Metrics API

Overview

OpenTV Video Platform relies on Prometheus to collect public API usage and health metrics. These metrics are the ones that are used to build our API Service Status and API Service Usage Grafana dashboards, but they can also be directly collected from the standard Prometheus API to enable integration with an external monitoring system: https://operator.<environment_name>.<dns_domain>/prometheus-ext-server/api/v1

You can query the Prometheus API to get information such as:

Public API endpoints' health status (those used to build your Grafana “[UD01] Service API Status Dashboards”):
- API endpoints for whether a particular probe was successful or not
Public API endpoints' traffic usage metrics (those used to build your Grafana “[UD02] Service API Usage Dashboards”):
- Request throughput (number of calls per API endpoint)
- Error ratio per API endpoint
- Response time per API endpoint

Prometheus allows you to construct complex, sophisticated queries.
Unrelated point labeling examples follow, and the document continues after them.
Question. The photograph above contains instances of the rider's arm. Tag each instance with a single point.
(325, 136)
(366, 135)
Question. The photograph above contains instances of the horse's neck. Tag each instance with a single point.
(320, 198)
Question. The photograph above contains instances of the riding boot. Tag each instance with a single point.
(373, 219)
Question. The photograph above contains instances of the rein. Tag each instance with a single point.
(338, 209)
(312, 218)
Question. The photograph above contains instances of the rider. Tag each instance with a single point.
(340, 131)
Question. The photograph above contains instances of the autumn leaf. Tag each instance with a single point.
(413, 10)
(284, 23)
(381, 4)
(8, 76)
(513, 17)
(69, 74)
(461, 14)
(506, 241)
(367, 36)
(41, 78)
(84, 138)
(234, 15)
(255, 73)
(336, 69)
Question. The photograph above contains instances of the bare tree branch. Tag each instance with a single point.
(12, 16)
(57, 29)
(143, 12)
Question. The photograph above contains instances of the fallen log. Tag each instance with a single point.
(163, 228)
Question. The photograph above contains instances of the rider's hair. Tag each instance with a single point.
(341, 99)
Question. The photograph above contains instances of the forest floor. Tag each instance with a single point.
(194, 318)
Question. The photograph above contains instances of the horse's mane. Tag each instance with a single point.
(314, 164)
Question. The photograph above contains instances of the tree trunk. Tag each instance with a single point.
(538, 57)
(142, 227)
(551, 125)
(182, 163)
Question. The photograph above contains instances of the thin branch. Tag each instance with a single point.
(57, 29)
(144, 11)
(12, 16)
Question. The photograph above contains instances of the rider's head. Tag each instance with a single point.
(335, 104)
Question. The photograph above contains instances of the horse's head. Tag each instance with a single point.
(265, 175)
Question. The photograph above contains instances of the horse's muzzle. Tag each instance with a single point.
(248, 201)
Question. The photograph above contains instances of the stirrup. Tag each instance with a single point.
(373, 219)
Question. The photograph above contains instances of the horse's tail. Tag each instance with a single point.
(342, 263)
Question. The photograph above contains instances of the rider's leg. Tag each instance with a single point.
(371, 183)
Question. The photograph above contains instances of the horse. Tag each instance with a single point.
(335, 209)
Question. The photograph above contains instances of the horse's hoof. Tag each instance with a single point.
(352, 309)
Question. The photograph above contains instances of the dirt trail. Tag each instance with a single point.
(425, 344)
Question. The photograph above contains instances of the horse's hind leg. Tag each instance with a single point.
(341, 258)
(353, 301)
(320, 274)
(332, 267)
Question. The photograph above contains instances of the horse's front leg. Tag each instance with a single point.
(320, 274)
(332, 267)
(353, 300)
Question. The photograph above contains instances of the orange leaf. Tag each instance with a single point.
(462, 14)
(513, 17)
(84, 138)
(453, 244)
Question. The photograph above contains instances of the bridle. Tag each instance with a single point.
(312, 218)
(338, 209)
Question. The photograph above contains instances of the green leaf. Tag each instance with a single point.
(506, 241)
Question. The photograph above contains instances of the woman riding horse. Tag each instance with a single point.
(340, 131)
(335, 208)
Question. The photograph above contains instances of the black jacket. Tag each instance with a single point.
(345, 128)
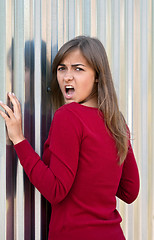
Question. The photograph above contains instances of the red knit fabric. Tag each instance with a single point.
(80, 175)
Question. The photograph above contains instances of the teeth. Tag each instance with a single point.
(68, 87)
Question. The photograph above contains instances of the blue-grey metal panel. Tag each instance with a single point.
(31, 33)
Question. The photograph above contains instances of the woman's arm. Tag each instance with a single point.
(129, 183)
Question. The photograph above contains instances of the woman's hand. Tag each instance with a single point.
(13, 119)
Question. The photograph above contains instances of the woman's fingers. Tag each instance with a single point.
(4, 115)
(16, 105)
(8, 111)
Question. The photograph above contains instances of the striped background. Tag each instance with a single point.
(126, 28)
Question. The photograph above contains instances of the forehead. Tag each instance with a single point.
(74, 56)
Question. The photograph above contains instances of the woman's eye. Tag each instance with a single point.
(79, 69)
(61, 68)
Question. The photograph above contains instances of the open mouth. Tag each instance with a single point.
(69, 90)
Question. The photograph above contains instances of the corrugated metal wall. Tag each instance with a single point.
(31, 31)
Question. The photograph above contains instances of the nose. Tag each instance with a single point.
(68, 76)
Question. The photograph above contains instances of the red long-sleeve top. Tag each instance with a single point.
(80, 175)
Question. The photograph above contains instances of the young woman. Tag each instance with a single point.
(88, 158)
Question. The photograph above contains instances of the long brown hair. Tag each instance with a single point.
(94, 52)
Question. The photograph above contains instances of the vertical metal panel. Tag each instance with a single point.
(31, 33)
(3, 209)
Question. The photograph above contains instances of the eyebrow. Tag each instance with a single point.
(73, 65)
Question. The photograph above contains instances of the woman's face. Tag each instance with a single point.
(76, 79)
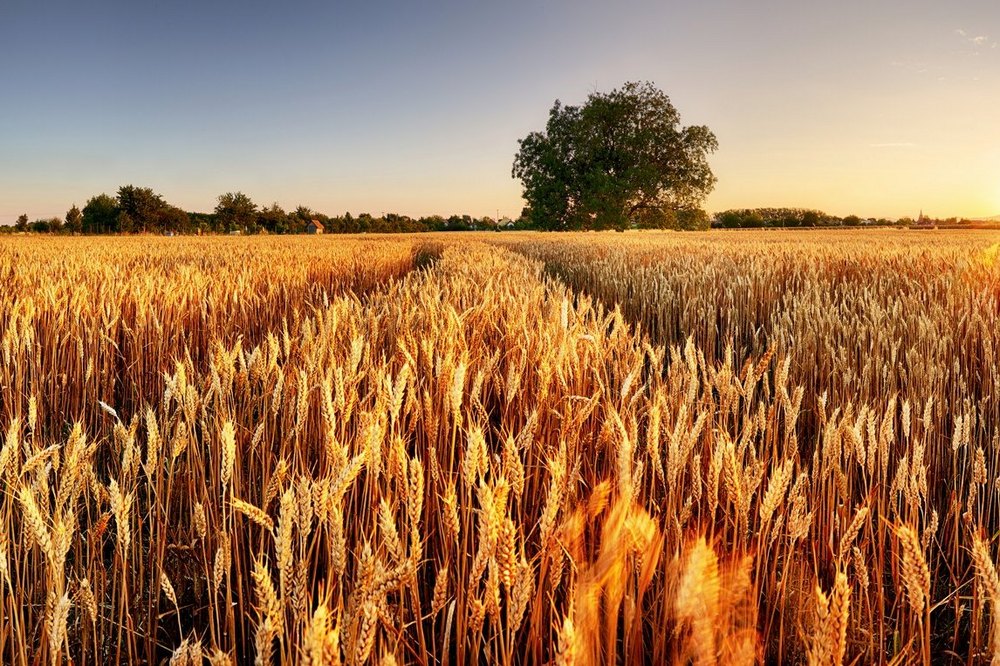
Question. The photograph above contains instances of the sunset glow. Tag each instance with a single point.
(878, 109)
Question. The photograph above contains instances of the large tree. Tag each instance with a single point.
(140, 209)
(100, 215)
(235, 211)
(622, 158)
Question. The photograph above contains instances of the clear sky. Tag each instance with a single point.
(875, 107)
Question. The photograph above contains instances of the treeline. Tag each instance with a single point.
(141, 210)
(804, 217)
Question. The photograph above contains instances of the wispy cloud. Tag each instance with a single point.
(978, 41)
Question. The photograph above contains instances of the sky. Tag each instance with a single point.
(876, 107)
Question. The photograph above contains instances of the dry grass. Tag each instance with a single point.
(745, 448)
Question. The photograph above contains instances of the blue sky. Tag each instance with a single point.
(879, 107)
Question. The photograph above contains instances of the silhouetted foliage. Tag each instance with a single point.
(622, 159)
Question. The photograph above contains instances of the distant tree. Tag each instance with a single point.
(140, 208)
(273, 220)
(811, 218)
(692, 219)
(47, 225)
(173, 219)
(235, 211)
(74, 220)
(612, 160)
(100, 215)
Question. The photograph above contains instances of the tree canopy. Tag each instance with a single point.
(621, 159)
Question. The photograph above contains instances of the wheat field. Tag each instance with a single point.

It is beyond the scope of this page to cover all of its functionality.

For full details, see the Prometheus API documentation:

You can perform calculations on the data that is returned to compute additional metrics.

As a SaaS provider, NAGRA is accountable for the monitoring of our OpenTV Video Platform. These metrics have been exposed to enable customers who are integrating our OpenTV platform to use their own monitoring solution, but it is optional and definitely not required.
Also be aware that exposed metrics are tightly linked to our underlying reverse proxy technology solution (i.e., Istio), and are expected to evolve and possibly be replaced in future release. We are constantly evolving our inbound stack to keep it aligned with the best standards.

Metric categories

For OpenTV Video Platform (and SSP), there are two categories of metrics that NAGRA exposes through Prometheus:

Probe metrics

The probe_success metric indicates whether reply was successful for each API endpoint probe.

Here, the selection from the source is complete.